Ana Josefa Pérez Florido was born on December 6, 1845 in Valle de Abdalajís, Spain, the last of five children of José Pérez and María Florido.
When she was three, Ana’s mother died. Fortunately, her paternal grandmother, Teresa Reina, stepped in to take charge of Ana’s education. As part of her religious education as a Catholic Christian, Ana developed a special devotion to St. Mary and St. Joseph of the Holy Family.
As a young woman, she had two marriage proposals from men of good families, but her father rejected both men because of political reasons. Ana, instead of being angry, was relieved, for she felt no call to the married life. Later, other men asked her to marry them, but she refused. Her father was not pleased at her refusal, and he was even more upset when she told him she planned to enter religious life. In fact, he blocked her entrance into the Sisters of the Poor.
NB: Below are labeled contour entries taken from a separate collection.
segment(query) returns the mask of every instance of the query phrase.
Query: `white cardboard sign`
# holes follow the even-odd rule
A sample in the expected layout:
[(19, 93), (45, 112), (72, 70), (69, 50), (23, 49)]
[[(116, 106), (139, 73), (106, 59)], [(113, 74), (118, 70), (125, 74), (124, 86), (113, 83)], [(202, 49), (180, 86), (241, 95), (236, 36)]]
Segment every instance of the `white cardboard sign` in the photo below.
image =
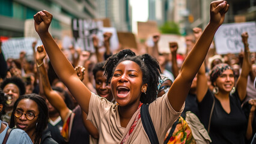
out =
[(215, 36), (216, 50), (218, 54), (239, 53), (243, 51), (244, 46), (241, 34), (248, 33), (249, 48), (251, 52), (256, 52), (255, 22), (223, 24), (217, 31)]

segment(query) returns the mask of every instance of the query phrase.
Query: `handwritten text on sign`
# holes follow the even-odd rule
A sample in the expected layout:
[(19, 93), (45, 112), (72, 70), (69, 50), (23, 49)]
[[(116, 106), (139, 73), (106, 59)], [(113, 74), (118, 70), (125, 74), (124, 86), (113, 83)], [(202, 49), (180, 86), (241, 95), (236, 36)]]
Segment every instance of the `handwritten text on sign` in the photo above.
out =
[(249, 48), (251, 52), (256, 52), (256, 26), (254, 22), (223, 24), (215, 36), (216, 52), (218, 54), (239, 53), (244, 46), (241, 34), (248, 33)]

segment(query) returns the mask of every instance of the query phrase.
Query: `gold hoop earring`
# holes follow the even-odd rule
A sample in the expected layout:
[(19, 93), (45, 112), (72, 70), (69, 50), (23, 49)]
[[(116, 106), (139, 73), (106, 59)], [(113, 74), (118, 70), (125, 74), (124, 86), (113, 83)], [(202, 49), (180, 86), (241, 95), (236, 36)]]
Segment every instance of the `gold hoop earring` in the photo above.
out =
[(218, 94), (219, 93), (219, 88), (218, 88), (216, 86), (215, 86), (213, 88), (213, 94)]
[(230, 92), (230, 94), (233, 94), (236, 92), (236, 87), (233, 86), (232, 88), (231, 91)]

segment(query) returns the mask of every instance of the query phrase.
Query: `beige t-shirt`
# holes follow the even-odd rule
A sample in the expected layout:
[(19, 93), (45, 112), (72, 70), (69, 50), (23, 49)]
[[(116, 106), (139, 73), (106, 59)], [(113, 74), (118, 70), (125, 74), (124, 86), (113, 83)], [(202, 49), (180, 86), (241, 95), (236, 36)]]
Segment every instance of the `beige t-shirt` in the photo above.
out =
[[(149, 113), (159, 143), (163, 143), (167, 131), (180, 115), (184, 106), (184, 104), (180, 112), (175, 112), (171, 106), (166, 94), (150, 104)], [(87, 119), (91, 121), (99, 130), (99, 143), (120, 143), (127, 133), (139, 110), (140, 109), (138, 109), (133, 114), (126, 128), (122, 127), (118, 106), (92, 93)], [(138, 120), (125, 143), (150, 143), (141, 119)]]

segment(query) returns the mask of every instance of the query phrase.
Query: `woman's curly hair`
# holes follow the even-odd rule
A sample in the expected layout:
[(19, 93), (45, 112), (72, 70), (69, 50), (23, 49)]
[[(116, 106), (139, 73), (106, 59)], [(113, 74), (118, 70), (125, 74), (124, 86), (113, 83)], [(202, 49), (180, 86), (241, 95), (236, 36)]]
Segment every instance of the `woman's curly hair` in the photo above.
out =
[(103, 68), (107, 81), (112, 78), (117, 66), (124, 61), (132, 61), (136, 62), (142, 71), (142, 82), (148, 86), (146, 94), (142, 93), (140, 101), (143, 103), (151, 103), (156, 100), (157, 93), (157, 83), (160, 70), (157, 61), (148, 54), (136, 56), (129, 49), (124, 49), (109, 57)]

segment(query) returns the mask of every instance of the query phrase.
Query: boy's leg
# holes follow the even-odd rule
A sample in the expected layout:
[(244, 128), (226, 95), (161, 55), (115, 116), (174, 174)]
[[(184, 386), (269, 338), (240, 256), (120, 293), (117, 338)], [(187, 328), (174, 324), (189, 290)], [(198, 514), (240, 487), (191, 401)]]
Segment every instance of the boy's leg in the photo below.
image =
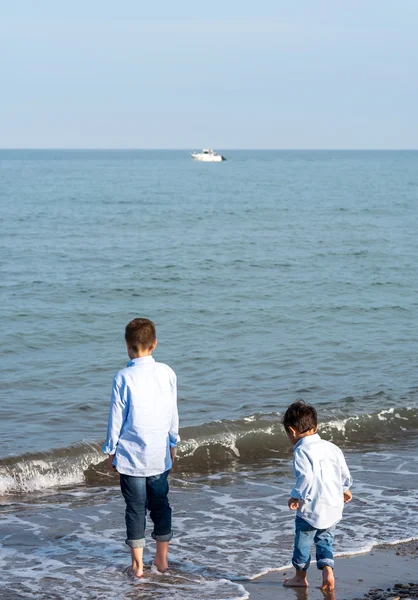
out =
[(131, 549), (131, 574), (136, 577), (142, 577), (144, 571), (142, 555), (145, 546), (145, 511), (147, 503), (146, 478), (121, 474), (120, 487), (126, 502), (125, 543)]
[(171, 507), (168, 502), (168, 474), (147, 477), (147, 501), (150, 517), (154, 523), (152, 537), (157, 542), (154, 564), (164, 572), (168, 569), (168, 545), (173, 537), (171, 530)]
[(292, 564), (296, 569), (296, 574), (292, 579), (286, 579), (284, 585), (287, 587), (307, 587), (306, 571), (311, 562), (311, 546), (316, 529), (298, 516), (295, 519), (295, 529)]
[(318, 529), (314, 542), (316, 547), (316, 564), (322, 571), (322, 589), (334, 588), (334, 542), (335, 525), (329, 529)]

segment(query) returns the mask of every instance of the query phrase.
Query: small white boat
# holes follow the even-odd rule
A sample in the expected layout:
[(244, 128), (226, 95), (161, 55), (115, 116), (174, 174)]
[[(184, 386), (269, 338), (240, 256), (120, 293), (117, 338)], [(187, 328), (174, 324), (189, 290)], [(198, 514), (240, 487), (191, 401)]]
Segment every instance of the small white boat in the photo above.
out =
[(224, 156), (221, 156), (211, 148), (205, 148), (202, 152), (192, 152), (191, 157), (193, 160), (200, 160), (201, 162), (221, 162), (226, 160)]

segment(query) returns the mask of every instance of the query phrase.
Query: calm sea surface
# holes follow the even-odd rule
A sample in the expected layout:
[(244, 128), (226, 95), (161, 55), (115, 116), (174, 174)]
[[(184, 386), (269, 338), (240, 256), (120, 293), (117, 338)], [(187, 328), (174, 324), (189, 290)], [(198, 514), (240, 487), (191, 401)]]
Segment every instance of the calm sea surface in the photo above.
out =
[[(245, 597), (237, 577), (289, 562), (291, 455), (277, 413), (297, 398), (317, 406), (357, 476), (340, 549), (418, 536), (408, 495), (418, 152), (224, 154), (199, 164), (186, 151), (0, 151), (1, 585), (11, 599), (49, 598), (51, 569), (63, 598), (108, 597), (115, 577), (120, 598), (132, 593), (122, 500), (99, 444), (135, 316), (157, 325), (155, 357), (177, 372), (183, 428), (172, 482), (180, 575), (169, 596), (151, 578), (150, 597)], [(234, 535), (243, 556), (227, 543)], [(45, 572), (14, 572), (28, 536)], [(106, 562), (104, 538), (120, 565)]]

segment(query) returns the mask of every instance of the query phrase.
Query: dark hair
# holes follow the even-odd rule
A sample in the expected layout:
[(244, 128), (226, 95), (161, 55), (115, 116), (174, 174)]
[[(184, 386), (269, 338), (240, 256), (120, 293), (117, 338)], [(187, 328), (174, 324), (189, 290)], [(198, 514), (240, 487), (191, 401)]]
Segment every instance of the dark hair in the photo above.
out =
[(155, 325), (149, 319), (133, 319), (125, 328), (125, 340), (135, 352), (151, 350), (156, 339)]
[(289, 431), (289, 427), (293, 427), (299, 433), (316, 429), (318, 427), (316, 409), (303, 400), (293, 402), (283, 415), (282, 425), (286, 431)]

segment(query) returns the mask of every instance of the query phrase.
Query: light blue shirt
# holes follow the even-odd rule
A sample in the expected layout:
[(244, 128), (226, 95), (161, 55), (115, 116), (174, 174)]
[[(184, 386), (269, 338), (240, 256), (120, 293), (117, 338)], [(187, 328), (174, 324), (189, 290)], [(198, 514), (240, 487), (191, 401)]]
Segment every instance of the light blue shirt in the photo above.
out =
[(177, 445), (177, 378), (152, 356), (134, 358), (113, 378), (105, 454), (119, 473), (137, 477), (171, 469)]
[(294, 447), (296, 485), (292, 498), (299, 499), (298, 516), (316, 529), (328, 529), (343, 516), (343, 493), (353, 484), (342, 451), (315, 433)]

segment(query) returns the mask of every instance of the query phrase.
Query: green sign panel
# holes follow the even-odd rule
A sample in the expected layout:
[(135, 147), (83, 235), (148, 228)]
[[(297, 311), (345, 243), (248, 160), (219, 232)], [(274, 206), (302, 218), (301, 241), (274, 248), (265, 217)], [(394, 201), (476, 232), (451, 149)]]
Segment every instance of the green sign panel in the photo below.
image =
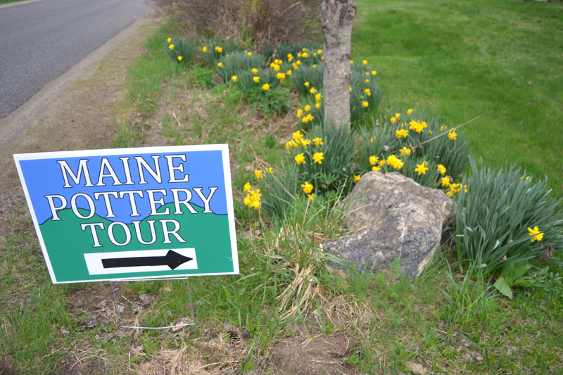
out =
[(53, 283), (239, 273), (228, 145), (14, 159)]

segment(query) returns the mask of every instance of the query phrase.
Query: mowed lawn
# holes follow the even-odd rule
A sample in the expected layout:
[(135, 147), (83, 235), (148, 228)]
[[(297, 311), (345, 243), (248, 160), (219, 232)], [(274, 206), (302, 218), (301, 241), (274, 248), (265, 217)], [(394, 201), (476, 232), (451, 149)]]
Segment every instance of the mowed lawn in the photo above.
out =
[[(518, 161), (563, 196), (563, 4), (356, 0), (353, 59), (367, 59), (381, 115), (423, 107), (464, 123), (474, 155)], [(359, 62), (359, 61), (358, 61)]]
Before he died in 1872, however, José Pérez gave his blessing to Ana to enter religious life. He died on January 11, 1875.
After her father’s death, Ana began caring for the elderly and abandoned persons in her town. The town leaders were so impressed with her work, that they asked her to open a house for the elderly. Naturally, she was delighted to do so, and on the feast of St. Joseph, March 19, 1875, Ana opened a house for the elderly that she called “The Porch of Bethlehem.”
Although Ana joined the Mercedarian Sisters in 1878, she decided that order was not for her. Instead, she founded her own order that received approval on Christmas Day, 1880. She made her first profession in 1891 and took the name “Petra of St. Joseph.” Sister Petra named her order, the Congregation of the Mothers of the Abandoned. Within the next few years, the order had established a hospital, kindergarten, and two houses.
Sister Petra died on August 16, 1906 in Barcelona, Spain. She was beatified on October 16, 1994. Blessed Ana Petra Pérez Florido’s feast day is August 16.